Right above is a picture of Japaul’s shares chart in the last 5 years. It depicts how badly the shares have performed underlined by dismal results year after year the company releases. Low margins, low profitability grow and poor returns. In the past, the company had blamed depreciation, finance cost and reporting standards as reason for their poor results. This time around the Managing Director, Paul Jegede briefed journalist (as reported by Guardian) about its current plans to turn the fortunes of the company around and gave a unique insight into why the company’s results have been very poor;
On Raising Capital
As I speak to now, we are in discussion with a foreign company that wants to come and merge with us and they want to do business with us and we are raising additional money in the essence of N50 billion . We have taken approval from shareholders because we want to coin out a company where this people will merge with us and after five years, they will exit.

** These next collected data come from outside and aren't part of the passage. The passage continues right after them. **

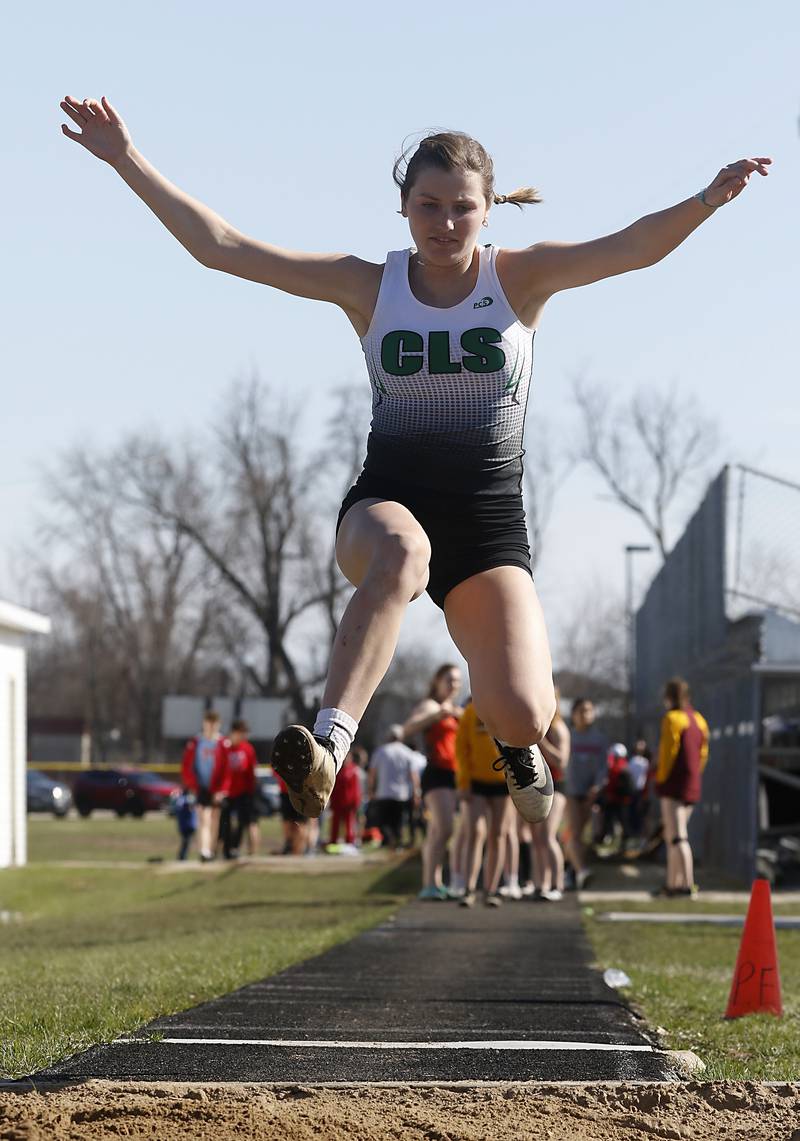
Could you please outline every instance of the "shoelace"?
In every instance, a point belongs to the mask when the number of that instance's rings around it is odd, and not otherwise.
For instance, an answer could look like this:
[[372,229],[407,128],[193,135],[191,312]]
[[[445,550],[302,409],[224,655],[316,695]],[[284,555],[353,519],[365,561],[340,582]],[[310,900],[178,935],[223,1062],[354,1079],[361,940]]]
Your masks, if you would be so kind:
[[514,753],[524,754],[526,759],[523,760],[521,756],[509,757],[504,752],[501,752],[501,754],[497,758],[497,760],[492,761],[492,768],[494,769],[494,771],[496,773],[499,773],[501,771],[501,769],[508,769],[508,771],[511,773],[511,776],[514,779],[514,784],[517,786],[517,788],[523,788],[524,786],[520,784],[519,779],[517,777],[516,768],[515,768],[515,765],[519,765],[520,768],[523,768],[527,772],[530,773],[531,784],[535,784],[537,779],[538,779],[539,774],[536,771],[536,764],[534,763],[533,753],[531,752],[531,750],[530,749],[509,749],[508,752],[512,753],[512,754],[514,754]]

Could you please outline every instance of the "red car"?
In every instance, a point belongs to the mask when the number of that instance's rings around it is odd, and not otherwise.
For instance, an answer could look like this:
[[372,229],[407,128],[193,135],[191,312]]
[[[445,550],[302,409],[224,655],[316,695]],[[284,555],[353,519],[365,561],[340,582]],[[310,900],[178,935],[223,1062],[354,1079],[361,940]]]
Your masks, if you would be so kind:
[[117,816],[144,816],[169,808],[178,786],[155,773],[133,769],[89,769],[72,786],[72,798],[81,816],[95,808],[110,808]]

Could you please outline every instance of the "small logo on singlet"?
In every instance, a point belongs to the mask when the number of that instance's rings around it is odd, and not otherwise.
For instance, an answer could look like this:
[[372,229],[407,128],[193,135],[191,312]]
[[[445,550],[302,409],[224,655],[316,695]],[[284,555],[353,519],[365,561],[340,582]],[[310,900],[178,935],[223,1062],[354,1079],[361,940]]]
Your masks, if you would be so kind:
[[472,306],[473,309],[485,309],[487,305],[492,304],[491,297],[482,297],[480,301],[476,301]]

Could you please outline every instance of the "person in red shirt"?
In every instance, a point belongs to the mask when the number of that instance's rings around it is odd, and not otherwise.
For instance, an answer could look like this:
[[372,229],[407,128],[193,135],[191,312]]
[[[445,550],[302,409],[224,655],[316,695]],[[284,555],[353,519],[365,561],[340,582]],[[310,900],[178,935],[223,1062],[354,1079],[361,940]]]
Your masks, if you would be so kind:
[[217,745],[217,764],[212,791],[228,802],[228,827],[223,839],[225,859],[239,856],[242,833],[253,819],[256,795],[256,751],[247,740],[246,721],[234,721],[230,737]]
[[622,827],[622,847],[625,848],[630,832],[628,809],[633,791],[633,781],[628,768],[628,750],[622,743],[612,745],[606,758],[607,776],[605,788],[598,800],[602,808],[598,839],[614,841],[617,821]]
[[331,844],[339,841],[339,829],[344,824],[347,844],[356,842],[356,819],[361,807],[361,777],[352,751],[347,754],[339,770],[331,793]]

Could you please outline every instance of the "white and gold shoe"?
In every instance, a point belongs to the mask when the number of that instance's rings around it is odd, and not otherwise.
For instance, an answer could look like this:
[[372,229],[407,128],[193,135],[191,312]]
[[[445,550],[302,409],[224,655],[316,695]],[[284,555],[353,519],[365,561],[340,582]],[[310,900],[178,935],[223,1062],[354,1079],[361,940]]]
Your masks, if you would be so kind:
[[333,746],[304,725],[290,725],[275,738],[270,763],[286,781],[295,812],[321,816],[336,783]]
[[506,786],[514,806],[523,820],[538,824],[550,812],[553,804],[553,778],[550,766],[538,745],[516,749],[495,741],[500,756],[493,764],[499,772],[506,770]]

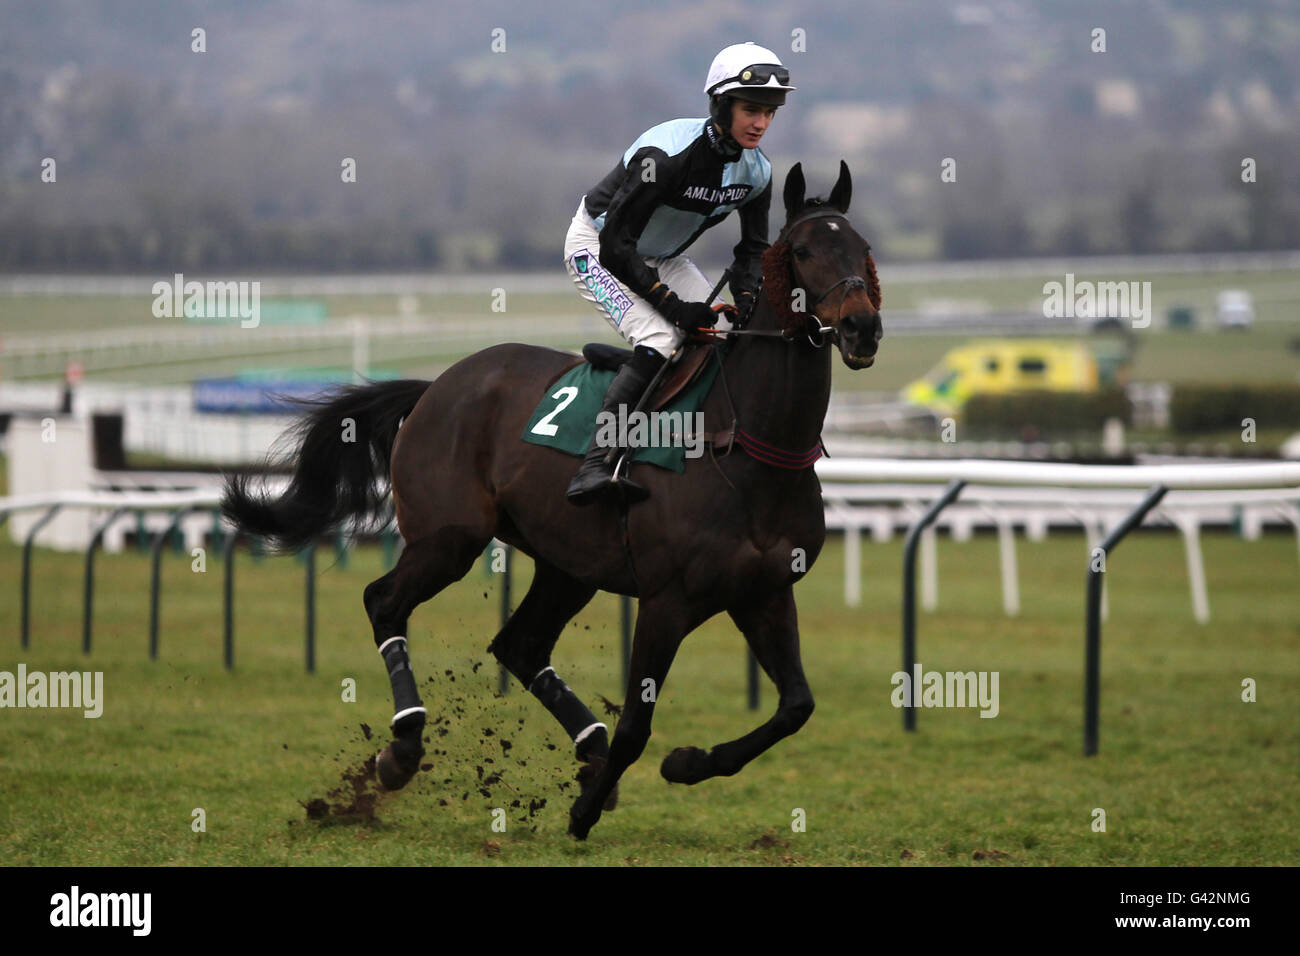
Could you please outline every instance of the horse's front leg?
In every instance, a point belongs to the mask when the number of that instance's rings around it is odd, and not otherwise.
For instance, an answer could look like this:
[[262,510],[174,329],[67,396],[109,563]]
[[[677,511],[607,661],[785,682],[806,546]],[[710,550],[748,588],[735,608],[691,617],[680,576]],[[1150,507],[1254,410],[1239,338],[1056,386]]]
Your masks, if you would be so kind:
[[659,772],[672,783],[699,783],[709,777],[729,777],[812,716],[813,697],[799,659],[799,623],[790,587],[765,601],[741,605],[730,612],[754,656],[776,684],[780,700],[776,713],[738,740],[705,752],[678,747],[664,758]]
[[[587,606],[595,593],[595,588],[537,559],[533,583],[523,603],[488,646],[497,660],[542,702],[573,740],[574,753],[582,763],[578,769],[578,783],[583,792],[591,787],[609,757],[609,732],[582,699],[560,679],[551,666],[551,651],[564,625]],[[605,809],[613,810],[617,800],[618,790],[615,789],[606,800]]]
[[623,713],[614,727],[609,758],[594,782],[569,810],[569,832],[585,840],[600,819],[601,808],[618,785],[618,779],[636,763],[650,739],[655,702],[663,693],[664,679],[673,657],[689,629],[684,596],[660,594],[642,599],[632,636],[632,660],[628,668],[627,695]]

Before the end of this year, we have about N50 billion capital injected into this company in the mixture of equity and loan with a daring ratio and by the time we have that one with our present asset, the income that would be coming from there will be able pay dividend.
on the diversification plan;
We want to carry wet cargo. We are currently doing dredging but we want to invest more on it and we would also develop our mining business but our core business is maritime, production of oil&gas but we would do more on shipping.
Why dividends having been paid in the last few years.
After we finished raising money in 2008, we bought some old vessels and we were using it for business but in 2009 when the market crashed, the first challenge was that the vessel we bought for N18 billion crashed to less than N10 billion in terms of value and income also plunged. In 2012, a foreign company brought brand new vessels up to 125 vessels into Nigerian market and that sent all indigenous companies packing and those vessels for the past three years has not being making money because they are pushed out of the market.
“But we still went ahead to acquire new vessels and two years from now, these vessels will be free to bring income to shareholders because we have paid the bank substancially and some are purchased while some are on long-term lease. By the time these assets are paid off in 3-4 years, the assets becomes ours and we have them for shareholders.”
The Japaul oil boss submitted that this would reposition the company to compete favorably with foreign companies, which, according to him, has dominated the industry, adding that the company would also acquire additional 20 vessels to add to the existing eight.